Явившийся на очередной «чек-ап» и на уколы лейтенант С. сообщил мне (как всегда, по секрету, конечно), что у них в управлении имело место чрезвычайно чрезвычайное происшествие. Оказывается, еще со времен странной истории в райкоме милиция с подачи нашей ГБ взяла под колпак некоего Кима Сергеевича Волошина. («Да вы его должны помнить, Алексей Андреевич, это тот, что в газете про Полынь-город… После райкомовских падений мы его разыскивали, я вам рассказывал…») И вот после смерти Барашкина его вызвали в управление. Беседовал с ним сам капитан в своем кабинете за закрытой дверью.
Вдруг Волошин распахнул дверь и гаркнул: «Эй, вертухаи! Ваш начальничек упаковочку дает!» Кинулись. Капитан лежал головой на столе и стонал. Выяснилось, что он навалил себе в брюки. Еще не успела подойти «Скорая», как капитан очнулся, огляделся с очумелым видом, узрел Волошина и слабым голосом приказал удалить его из управления. Что и было сделано весело и беспечно. Врач же «Скорой» констатировал легкий спазм мозговых сосудов и порекомендовал сотрудникам отвести злосчастного начальника отмываться.
Признаюсь, я преисполнился злорадства. (Силен враг добра в человеке!) А как же! Ничего им не стоит упечь какого-нибудь пархатого Григория Рувимовича или, скажем, завуча Второй школы (был такой эпизод), но вот столкнулись лоб в лоб с бесом – и полные штаны…
– Ну, и как? – спросил я, демонстрируя серость и невинность почти девичью. – Вы его, конечно, снова вызвали?
Но лейтенант С. тоже, видимо, подумал насчет бесов. Он считает, что с таким типом лучше не связываться. И все в управлении так считают. И капитан тоже. Нет, это не дело милиции. Об этом ведь и реляцию толком не напишешь. Представляете, Алексей Андреевич, приходит к нашему полковнику в Ольденбург бумага! Да еще о том, как наш капитан обос… А если у гэбэшников так свербит, то пусть сами и занимаются, а мы полюбуемся со стороны…
Когда С. ушел, я бросился к Моисею Наумовичу. Выслушав меня, он невесело ухмыльнулся и бесцветным голосом выразил опасение, что дальше будет еще хуже. И он оказался прав. Дальше получилось так плохо, что и вспоминать не хочется. Но из песенки этой ни единого слова выкидывать нельзя.

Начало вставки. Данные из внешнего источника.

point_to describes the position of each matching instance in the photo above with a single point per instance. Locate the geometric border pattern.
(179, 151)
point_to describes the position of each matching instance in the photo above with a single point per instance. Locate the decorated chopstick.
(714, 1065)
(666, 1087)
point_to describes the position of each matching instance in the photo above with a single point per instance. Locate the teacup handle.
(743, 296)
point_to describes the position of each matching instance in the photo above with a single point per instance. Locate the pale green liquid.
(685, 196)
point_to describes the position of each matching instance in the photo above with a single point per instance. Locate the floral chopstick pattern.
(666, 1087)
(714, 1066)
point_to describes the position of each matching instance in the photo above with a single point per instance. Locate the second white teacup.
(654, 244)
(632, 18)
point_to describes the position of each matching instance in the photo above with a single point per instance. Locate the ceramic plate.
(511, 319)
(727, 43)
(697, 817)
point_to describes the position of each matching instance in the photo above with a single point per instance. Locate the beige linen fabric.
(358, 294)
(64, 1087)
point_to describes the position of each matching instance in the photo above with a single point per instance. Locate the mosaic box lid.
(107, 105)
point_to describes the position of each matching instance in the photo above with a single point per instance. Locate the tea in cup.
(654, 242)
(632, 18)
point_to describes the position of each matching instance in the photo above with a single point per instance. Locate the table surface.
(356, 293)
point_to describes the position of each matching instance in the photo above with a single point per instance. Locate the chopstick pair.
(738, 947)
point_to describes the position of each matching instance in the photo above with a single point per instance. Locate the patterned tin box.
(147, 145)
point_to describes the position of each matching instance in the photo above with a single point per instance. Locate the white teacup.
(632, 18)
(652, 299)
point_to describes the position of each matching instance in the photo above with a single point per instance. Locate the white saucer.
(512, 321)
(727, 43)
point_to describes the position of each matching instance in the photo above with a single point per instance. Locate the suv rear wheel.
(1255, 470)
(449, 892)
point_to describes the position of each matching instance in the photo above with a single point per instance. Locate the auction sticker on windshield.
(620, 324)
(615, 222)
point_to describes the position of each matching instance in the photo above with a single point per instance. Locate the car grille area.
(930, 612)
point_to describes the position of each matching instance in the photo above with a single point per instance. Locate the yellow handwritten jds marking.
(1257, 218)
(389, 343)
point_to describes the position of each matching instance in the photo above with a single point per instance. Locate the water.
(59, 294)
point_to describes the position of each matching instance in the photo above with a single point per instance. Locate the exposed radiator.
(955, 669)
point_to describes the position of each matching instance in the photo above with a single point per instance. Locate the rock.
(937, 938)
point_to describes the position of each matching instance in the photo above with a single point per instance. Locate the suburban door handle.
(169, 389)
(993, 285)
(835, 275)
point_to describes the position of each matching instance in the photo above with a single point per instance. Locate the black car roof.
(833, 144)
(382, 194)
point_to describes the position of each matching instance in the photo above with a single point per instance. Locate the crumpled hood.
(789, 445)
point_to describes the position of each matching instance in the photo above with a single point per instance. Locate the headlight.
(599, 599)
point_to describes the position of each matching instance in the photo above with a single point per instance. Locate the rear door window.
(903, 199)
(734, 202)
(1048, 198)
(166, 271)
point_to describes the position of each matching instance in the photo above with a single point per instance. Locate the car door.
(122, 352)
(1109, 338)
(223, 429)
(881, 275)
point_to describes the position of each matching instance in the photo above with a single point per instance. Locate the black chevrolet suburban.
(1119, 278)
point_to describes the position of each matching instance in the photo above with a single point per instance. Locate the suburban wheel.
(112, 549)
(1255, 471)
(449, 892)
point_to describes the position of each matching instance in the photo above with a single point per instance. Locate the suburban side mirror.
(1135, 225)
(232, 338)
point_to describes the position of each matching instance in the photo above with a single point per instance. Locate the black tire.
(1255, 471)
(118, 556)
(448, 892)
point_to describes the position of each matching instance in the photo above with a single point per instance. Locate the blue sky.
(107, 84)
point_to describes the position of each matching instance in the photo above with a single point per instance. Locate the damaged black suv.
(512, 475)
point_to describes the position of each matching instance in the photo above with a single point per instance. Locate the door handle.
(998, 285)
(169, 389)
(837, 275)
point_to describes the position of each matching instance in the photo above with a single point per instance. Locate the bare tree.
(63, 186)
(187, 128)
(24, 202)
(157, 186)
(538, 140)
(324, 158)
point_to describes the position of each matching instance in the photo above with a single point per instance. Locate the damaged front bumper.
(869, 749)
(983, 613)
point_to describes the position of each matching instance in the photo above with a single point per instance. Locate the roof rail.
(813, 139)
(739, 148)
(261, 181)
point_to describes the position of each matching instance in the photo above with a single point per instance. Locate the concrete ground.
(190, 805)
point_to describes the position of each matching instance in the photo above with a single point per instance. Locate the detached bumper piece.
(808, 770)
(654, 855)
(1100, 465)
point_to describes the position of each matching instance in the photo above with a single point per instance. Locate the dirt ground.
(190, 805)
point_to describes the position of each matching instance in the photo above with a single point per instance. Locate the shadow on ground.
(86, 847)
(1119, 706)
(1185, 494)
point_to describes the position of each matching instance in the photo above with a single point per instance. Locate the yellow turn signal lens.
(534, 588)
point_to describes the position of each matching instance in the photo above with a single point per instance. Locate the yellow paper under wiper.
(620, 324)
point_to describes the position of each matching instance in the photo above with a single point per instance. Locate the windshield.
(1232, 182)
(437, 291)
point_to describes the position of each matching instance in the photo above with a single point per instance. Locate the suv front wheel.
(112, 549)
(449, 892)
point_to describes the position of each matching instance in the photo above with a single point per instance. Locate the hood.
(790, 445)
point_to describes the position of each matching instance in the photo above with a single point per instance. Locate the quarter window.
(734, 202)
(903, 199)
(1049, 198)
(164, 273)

Узнали мы об этом страшном деле во всех подробностях от насмерть перепуганной сестры-хозяйки Грипы, а та – от пресловутой тетки Дуси, соседки Волошиных, очень прилепившейся в последнее время к Люсе и ее убогой дочке. Устойчивая информационная цепочка, я бы сказал, совсем как в случае с Нужником… и очень для нас удобная, если здесь уместно такое слово.
Так вот, Ким сидел себе дома у окна и что-то мастерил на подоконнике, поглядывая на падчерицу, игравшую во дворе. Люся и тетка Дуся стряпали на кухне и напевали, а Ким им подсвистывал и все поглядывал да поглядывал, следил, чтобы Тася, упаси бог, не сбежала бы со двора на улицу, где машины. А денек был отменный, и собралось на дворе дюжины полторы дошкольниц и девочек-первоклашек, катались со снежной горки кто на салазках, кто на дощечках, а кто и просто так. Мальчишки, как водится, играли отдельно. Такова была диспозиция к началу трагедии.
Как известно, дети – цветы жизни. Но весьма часто без видимой причины они разом обращаются все против одного, причем, как правило, слабейшего и самого робкого или, что совсем уже предпочтительно, против увечного. В тот день дьявол науськал детей на Тасю. Начала кампанию дочка монтера, жившего этажом выше Волошиных, ученица второго класса, девочка крупная, грубоватая и задиристая. Она повалила Тасю и с торжествующим воплем: «Дура глухая, корова мычливая!» – принялась возить ее мордочкой по снегу. Веселые подружки не замедлили присоединиться. И все это увидел Ким.